Glacial erosion transforms the landscape around glaciers through processes of plucking and abrasion, producing unique landforms such as lakes, horns, rock basins, and moraine.
A river will erode landscapes as it flows, but glaciers erode differently; in this article, we will investigate these differences and how they occur.
Freeze-thaw weathering
Freeze-thaw weathering (also referred to as frost-shattering) is a type of glacial erosion found in cold climates. It happens when water that has infiltrated cracks and fissures freezes during the day before expanding and thawing at night, weakening cohesion between mineral grains in rocks, eventually breaking them apart to produce crevices, talus slopes and boulder fields of loose, angular fragments.
The sediments created from glacial erosion contribute to soil development, ecosystem processes and geologists reconstructing Earth history. Furthermore, they provide microhabitats for flora and fauna who flourish within these unique conditions – testament to glacial erosion’s power.
Plucking
Glaciers can be powerful forces of nature, creating landforms through erosion. As they move along their journey they scrape against rocks and sediment that come in their path, breaking apart what remains into pieces that are then carried along on the glacier’s journey.
Hitchhiking rocks and sediment typically range in size from small particles to larger boulders, leading to glacially abraded surfaces bearing many types of “tool marks”, from microscopic scratches to deep gouges over several metres long.

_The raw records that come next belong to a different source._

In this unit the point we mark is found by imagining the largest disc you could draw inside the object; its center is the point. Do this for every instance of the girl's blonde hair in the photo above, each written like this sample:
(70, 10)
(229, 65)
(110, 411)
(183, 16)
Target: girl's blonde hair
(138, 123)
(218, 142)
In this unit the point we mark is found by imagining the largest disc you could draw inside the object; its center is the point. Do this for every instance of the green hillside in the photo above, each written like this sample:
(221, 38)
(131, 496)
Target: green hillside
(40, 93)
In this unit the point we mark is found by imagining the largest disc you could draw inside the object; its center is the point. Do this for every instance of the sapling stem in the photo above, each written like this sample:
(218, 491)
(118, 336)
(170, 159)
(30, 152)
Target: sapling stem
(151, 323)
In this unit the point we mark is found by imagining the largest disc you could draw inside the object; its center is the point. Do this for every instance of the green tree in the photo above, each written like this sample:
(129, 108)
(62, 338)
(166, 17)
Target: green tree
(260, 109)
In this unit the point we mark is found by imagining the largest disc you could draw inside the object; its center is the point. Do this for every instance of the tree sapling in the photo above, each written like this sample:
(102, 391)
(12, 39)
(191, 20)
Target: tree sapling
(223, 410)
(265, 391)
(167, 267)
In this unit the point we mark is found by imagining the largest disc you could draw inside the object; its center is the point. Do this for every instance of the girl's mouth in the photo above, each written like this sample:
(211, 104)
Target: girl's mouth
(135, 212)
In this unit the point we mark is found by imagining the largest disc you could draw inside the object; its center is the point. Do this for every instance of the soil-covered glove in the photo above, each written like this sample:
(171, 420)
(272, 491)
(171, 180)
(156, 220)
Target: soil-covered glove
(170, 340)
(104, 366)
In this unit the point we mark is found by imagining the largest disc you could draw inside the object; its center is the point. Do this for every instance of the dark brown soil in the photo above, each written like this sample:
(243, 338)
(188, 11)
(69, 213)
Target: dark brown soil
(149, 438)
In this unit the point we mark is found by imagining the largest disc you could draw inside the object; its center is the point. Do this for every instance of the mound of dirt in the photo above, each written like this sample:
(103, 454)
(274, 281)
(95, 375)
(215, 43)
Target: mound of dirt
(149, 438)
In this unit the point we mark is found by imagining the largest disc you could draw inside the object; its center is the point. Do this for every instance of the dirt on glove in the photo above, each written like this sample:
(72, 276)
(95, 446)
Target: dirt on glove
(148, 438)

Glaciers’ ability to collect rocks and sediment contributes to the great lakes’ size; Lake Winnipeg in Canada in particular has seen rapid glacial advances over time due to this effect. Glaciers also plow through sediment with ease, producing fluting effects known as fluting on their edges.
Abrasion
Glaciers can have a dramatic impact on the landscape. Their influence comes through erosion processes like plucking and abrasion, shaping it in unexpected ways.
Glacier ice contains bits of rock, sediment, and debris which have a rough, sandy texture. As they float downhill, glaciers drag these “clasts” over bedrock surfaces where they grind them away to leave scratches called striations scars on its surface.
These scratches help form various landforms, including U-shaped valleys, horns and moraine. Furthermore, their scratches affect erosion rates in cirque and trough canyons, playing an integral part in geohazards associated with glaciers’ cliffs and slopes; their presence also plays a part in ribbon lakes formed when multiple glaciers carve valleys into mountain sides simultaneously.
Interlocking spurs
When rivers encounter hilly or mountainous terrain, their course often curves around resistant rocks to avoid them and their edges create interlocking spurs that create interlocking spurs.
These ridge-like features are created through a combination of plucking and abrasion. Although glaciated landscapes tend to experience this process more frequently, similar conditions exist wherever erosion and landform shaping take place.
Glacial plucking occurs when a glacier travels over harder-to-erode rocks than their surroundings, leading to rock fragments being worn away by abrasion and eventually breaking apart entirely over time; eventually this process results in what is known as truncated spur formation.
Ribbon lakes
glaciers typically erode landscapes through abrasion and plucking, but there are other processes at work too. If certain rocks are harder than their surrounding ones to erode, they may stick out from valley bottoms and be “picked up” by glaciers – creating truncated spurs and hanging valleys; ribbon lakes may form too; these long thin finger lakes typically found in glacial troughs are another outcome.
Other features formed by glacial erosion include aretes, corries, rock lips and pyramidal peaks; ribbon lakes form in hollows between truncated spurs near glacial termini; moraines, eskers and kames are other depositional features created by glacial erosion; while glacial striations is the scratch left by moving ice on rocks as it grinds them against each other.